This is a genuinely complex situation because it involves the intersection of trademark law, partnership law, and business dissolution. Let me walk through the key issues:
1. Who owned the name? When a partnership uses a trade name, the name is generally an asset of the partnership, not of any individual partner. Under the Uniform Partnership Act (UPA) (adopted in some form by most states), partnership property belongs to the partnership itself. The fact that you personally came up with the name doesn't automatically make it your personal property if it was used as the partnership's trade name.
2. What happened at dissolution? When a partnership dissolves, its assets must be distributed. You said you split assets but didn't have a formal dissolution agreement. If the trade name wasn't specifically assigned to either party, it creates ambiguity. Neither partner can unilaterally claim it without the other's consent.

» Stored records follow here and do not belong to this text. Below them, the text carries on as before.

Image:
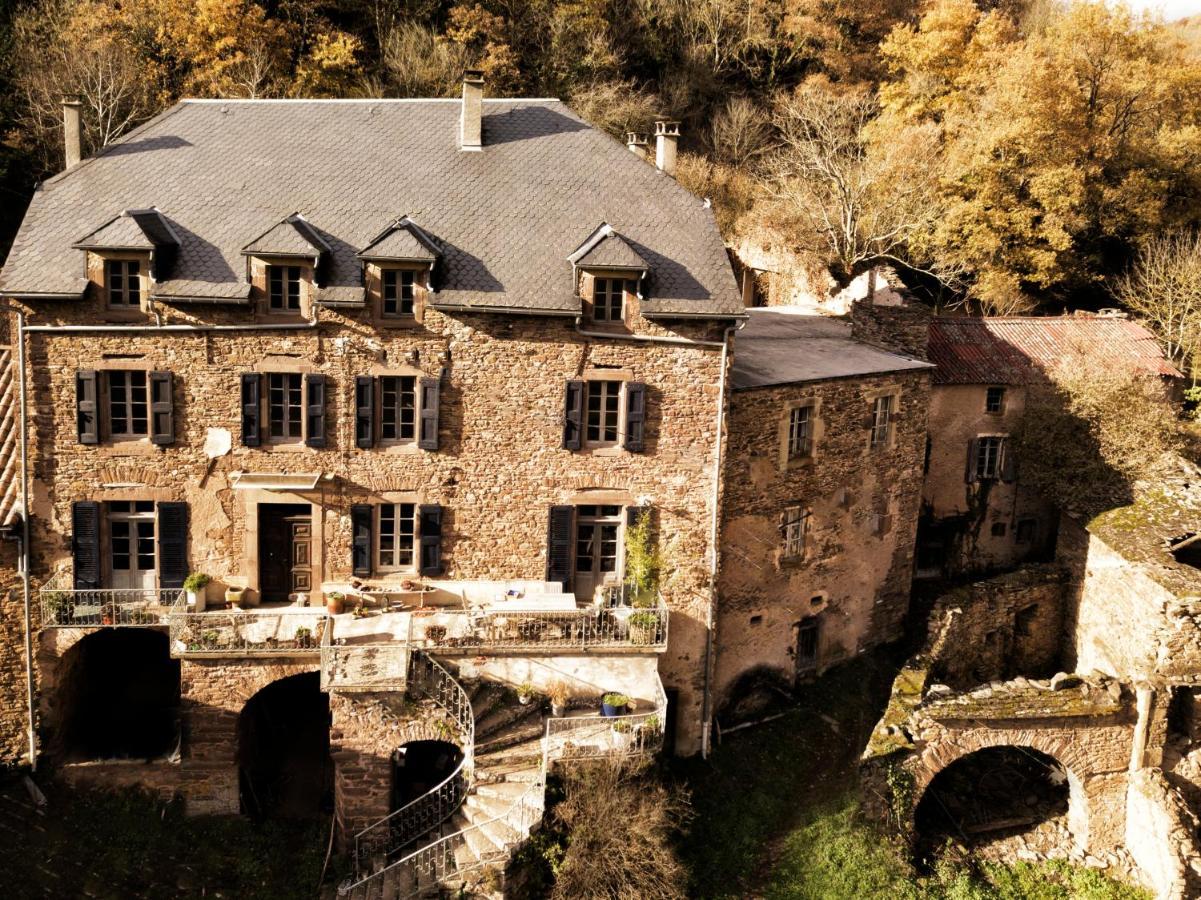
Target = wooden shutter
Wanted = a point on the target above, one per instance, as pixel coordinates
(573, 417)
(360, 538)
(162, 409)
(87, 418)
(635, 416)
(85, 543)
(428, 427)
(251, 409)
(429, 528)
(1008, 462)
(315, 410)
(172, 544)
(364, 411)
(559, 544)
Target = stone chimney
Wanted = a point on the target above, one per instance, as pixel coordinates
(638, 144)
(667, 135)
(72, 133)
(471, 120)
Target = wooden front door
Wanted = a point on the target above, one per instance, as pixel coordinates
(285, 550)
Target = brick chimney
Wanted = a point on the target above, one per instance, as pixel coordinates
(72, 135)
(638, 144)
(667, 135)
(471, 120)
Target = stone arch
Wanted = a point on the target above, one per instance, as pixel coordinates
(1068, 754)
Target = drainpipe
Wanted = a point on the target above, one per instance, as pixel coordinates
(23, 559)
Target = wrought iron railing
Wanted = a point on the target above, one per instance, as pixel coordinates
(244, 633)
(393, 833)
(66, 607)
(544, 630)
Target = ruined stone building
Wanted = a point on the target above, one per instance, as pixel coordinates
(823, 483)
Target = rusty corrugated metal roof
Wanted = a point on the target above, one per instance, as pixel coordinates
(1016, 350)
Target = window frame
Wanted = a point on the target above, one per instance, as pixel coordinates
(396, 535)
(285, 269)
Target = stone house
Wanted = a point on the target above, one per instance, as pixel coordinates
(822, 489)
(977, 513)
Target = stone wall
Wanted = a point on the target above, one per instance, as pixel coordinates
(855, 572)
(499, 469)
(999, 629)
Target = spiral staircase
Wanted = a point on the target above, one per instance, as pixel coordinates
(460, 835)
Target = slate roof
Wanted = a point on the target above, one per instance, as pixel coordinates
(506, 218)
(1017, 350)
(780, 346)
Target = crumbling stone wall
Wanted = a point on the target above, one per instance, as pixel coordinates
(999, 629)
(855, 572)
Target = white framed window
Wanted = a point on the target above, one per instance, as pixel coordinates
(395, 537)
(794, 528)
(883, 410)
(285, 407)
(800, 431)
(123, 284)
(284, 288)
(602, 413)
(398, 293)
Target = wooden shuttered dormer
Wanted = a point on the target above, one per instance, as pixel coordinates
(172, 529)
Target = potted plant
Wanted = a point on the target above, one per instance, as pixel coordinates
(195, 586)
(644, 626)
(614, 704)
(560, 693)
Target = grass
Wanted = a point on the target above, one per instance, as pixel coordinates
(130, 845)
(776, 815)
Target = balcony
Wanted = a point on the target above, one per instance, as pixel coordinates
(288, 631)
(65, 607)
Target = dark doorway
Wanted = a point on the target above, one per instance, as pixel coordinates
(991, 793)
(285, 550)
(285, 770)
(118, 696)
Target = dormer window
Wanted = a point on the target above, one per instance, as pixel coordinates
(609, 298)
(284, 288)
(398, 292)
(123, 284)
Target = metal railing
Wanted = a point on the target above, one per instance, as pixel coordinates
(369, 666)
(607, 737)
(244, 633)
(599, 627)
(396, 830)
(65, 607)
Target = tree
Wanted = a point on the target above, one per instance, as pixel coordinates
(1163, 286)
(848, 198)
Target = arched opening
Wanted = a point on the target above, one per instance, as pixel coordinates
(420, 766)
(284, 766)
(995, 794)
(118, 697)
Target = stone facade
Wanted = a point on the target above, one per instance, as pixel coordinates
(853, 578)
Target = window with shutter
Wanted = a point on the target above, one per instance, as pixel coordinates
(172, 544)
(635, 416)
(573, 416)
(429, 434)
(560, 542)
(85, 544)
(162, 410)
(251, 409)
(360, 538)
(87, 422)
(315, 425)
(364, 412)
(430, 528)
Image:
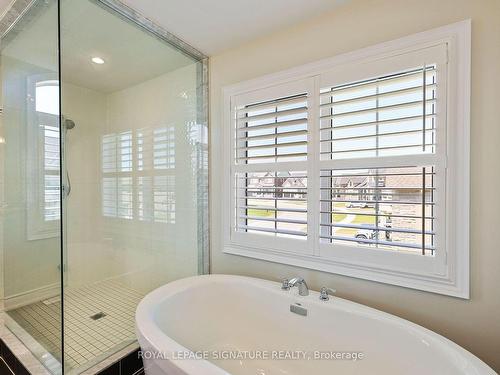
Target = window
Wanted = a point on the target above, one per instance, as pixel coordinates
(138, 175)
(357, 165)
(43, 159)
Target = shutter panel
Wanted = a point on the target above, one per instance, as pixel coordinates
(384, 116)
(391, 205)
(273, 131)
(271, 139)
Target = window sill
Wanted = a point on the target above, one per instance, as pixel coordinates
(439, 285)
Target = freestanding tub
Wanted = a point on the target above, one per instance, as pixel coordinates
(218, 324)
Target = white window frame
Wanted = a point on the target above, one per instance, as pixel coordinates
(446, 273)
(37, 226)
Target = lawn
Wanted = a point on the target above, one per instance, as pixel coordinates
(338, 217)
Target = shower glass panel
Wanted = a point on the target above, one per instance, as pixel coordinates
(134, 166)
(103, 159)
(30, 182)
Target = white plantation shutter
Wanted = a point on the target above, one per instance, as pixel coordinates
(388, 205)
(358, 166)
(51, 161)
(270, 163)
(138, 175)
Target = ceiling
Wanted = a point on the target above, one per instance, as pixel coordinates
(213, 26)
(131, 56)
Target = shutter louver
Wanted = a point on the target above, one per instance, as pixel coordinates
(386, 116)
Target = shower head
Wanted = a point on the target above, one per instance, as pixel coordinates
(69, 124)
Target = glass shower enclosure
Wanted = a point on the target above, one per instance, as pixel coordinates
(103, 173)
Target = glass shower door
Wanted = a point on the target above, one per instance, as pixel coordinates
(30, 182)
(135, 137)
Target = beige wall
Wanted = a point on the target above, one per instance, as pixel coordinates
(474, 323)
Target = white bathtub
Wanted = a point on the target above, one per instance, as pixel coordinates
(193, 325)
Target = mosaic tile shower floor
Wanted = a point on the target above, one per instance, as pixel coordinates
(85, 337)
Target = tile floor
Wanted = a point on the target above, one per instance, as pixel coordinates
(85, 338)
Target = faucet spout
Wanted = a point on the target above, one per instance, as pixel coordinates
(301, 284)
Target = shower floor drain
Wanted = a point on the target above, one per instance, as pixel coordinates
(97, 316)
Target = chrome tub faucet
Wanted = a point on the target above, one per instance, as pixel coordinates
(301, 284)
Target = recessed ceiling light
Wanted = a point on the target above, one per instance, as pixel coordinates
(97, 60)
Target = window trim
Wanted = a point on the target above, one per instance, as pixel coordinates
(453, 279)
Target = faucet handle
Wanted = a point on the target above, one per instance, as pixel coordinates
(285, 284)
(325, 293)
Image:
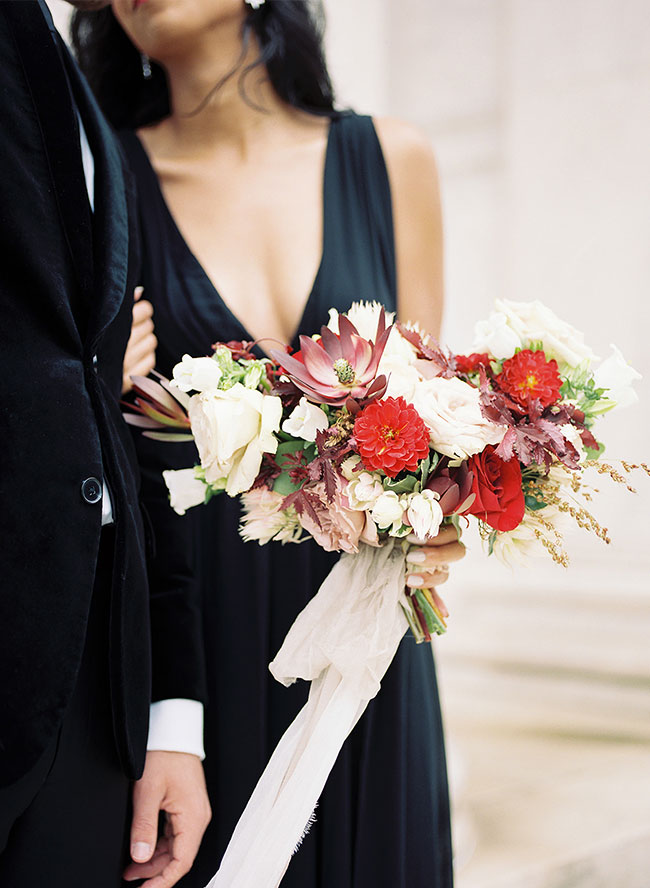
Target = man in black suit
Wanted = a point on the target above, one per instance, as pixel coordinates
(75, 656)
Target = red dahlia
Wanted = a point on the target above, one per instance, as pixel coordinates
(391, 436)
(528, 375)
(471, 363)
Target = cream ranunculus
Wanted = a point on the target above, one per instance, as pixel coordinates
(451, 409)
(388, 512)
(185, 489)
(617, 376)
(424, 514)
(196, 374)
(403, 378)
(496, 337)
(572, 435)
(535, 322)
(364, 491)
(232, 429)
(305, 421)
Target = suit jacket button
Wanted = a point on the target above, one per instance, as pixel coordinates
(91, 490)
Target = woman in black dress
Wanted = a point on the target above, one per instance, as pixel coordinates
(261, 208)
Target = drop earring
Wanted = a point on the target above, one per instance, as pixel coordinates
(146, 66)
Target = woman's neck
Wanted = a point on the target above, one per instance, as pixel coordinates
(207, 101)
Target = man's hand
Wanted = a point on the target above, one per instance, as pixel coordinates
(140, 356)
(173, 782)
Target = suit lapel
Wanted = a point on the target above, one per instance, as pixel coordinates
(110, 222)
(60, 131)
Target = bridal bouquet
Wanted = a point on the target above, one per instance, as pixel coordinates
(367, 434)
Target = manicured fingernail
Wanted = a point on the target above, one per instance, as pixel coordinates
(140, 851)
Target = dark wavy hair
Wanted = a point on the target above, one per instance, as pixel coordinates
(289, 34)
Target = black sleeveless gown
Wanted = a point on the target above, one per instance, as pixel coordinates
(383, 818)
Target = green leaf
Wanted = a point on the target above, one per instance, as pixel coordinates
(286, 447)
(406, 485)
(595, 454)
(284, 485)
(434, 624)
(455, 520)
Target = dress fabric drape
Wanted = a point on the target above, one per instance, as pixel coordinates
(383, 819)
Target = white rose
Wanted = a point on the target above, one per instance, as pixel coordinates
(451, 409)
(364, 491)
(196, 374)
(185, 489)
(496, 337)
(617, 376)
(305, 420)
(515, 548)
(572, 435)
(535, 322)
(264, 519)
(232, 429)
(348, 467)
(424, 514)
(403, 378)
(388, 511)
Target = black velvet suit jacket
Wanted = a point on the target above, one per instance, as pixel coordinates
(66, 282)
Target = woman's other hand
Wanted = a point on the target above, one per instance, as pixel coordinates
(427, 562)
(140, 355)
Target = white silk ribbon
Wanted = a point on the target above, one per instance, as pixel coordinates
(343, 642)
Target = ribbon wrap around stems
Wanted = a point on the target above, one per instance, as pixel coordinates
(343, 642)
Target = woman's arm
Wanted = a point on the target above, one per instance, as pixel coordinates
(415, 193)
(418, 245)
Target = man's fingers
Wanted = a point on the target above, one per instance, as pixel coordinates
(184, 852)
(139, 348)
(427, 579)
(141, 311)
(429, 557)
(147, 799)
(162, 856)
(140, 329)
(446, 534)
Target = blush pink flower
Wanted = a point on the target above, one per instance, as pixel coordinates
(339, 528)
(338, 366)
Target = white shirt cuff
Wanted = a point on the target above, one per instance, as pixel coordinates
(176, 726)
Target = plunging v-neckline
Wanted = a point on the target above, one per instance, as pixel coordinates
(246, 336)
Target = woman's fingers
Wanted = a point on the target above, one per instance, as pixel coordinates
(431, 556)
(140, 349)
(446, 534)
(140, 355)
(423, 578)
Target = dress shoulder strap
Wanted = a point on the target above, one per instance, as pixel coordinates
(360, 194)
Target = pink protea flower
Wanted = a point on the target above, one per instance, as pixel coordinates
(339, 366)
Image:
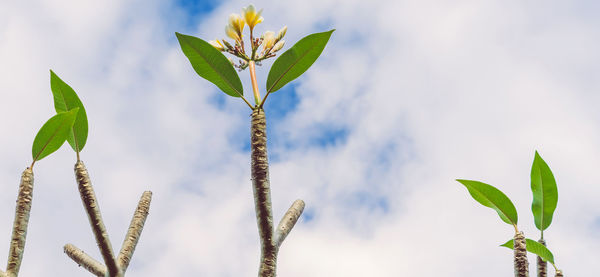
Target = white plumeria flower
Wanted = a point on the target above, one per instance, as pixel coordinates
(278, 46)
(235, 27)
(251, 16)
(217, 44)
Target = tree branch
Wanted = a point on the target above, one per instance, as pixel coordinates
(262, 193)
(542, 266)
(88, 197)
(521, 263)
(288, 221)
(19, 235)
(84, 260)
(134, 231)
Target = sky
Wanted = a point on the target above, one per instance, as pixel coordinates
(407, 97)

3. Trademark rights: Was "BrightSpark Creative" ever registered as a trademark? If not, you may still have common law trademark rights based on use in commerce. Common law rights belong to the first user of the mark in connection with the specific goods or services. But here, the first user was the partnership, not either individual partner.
The strongest argument is that Sam cannot unilaterally appropriate a partnership asset. By registering the LLC under the partnership's name without your consent, he's arguably converting partnership property. You may be able to seek an injunction requiring him to stop using the name.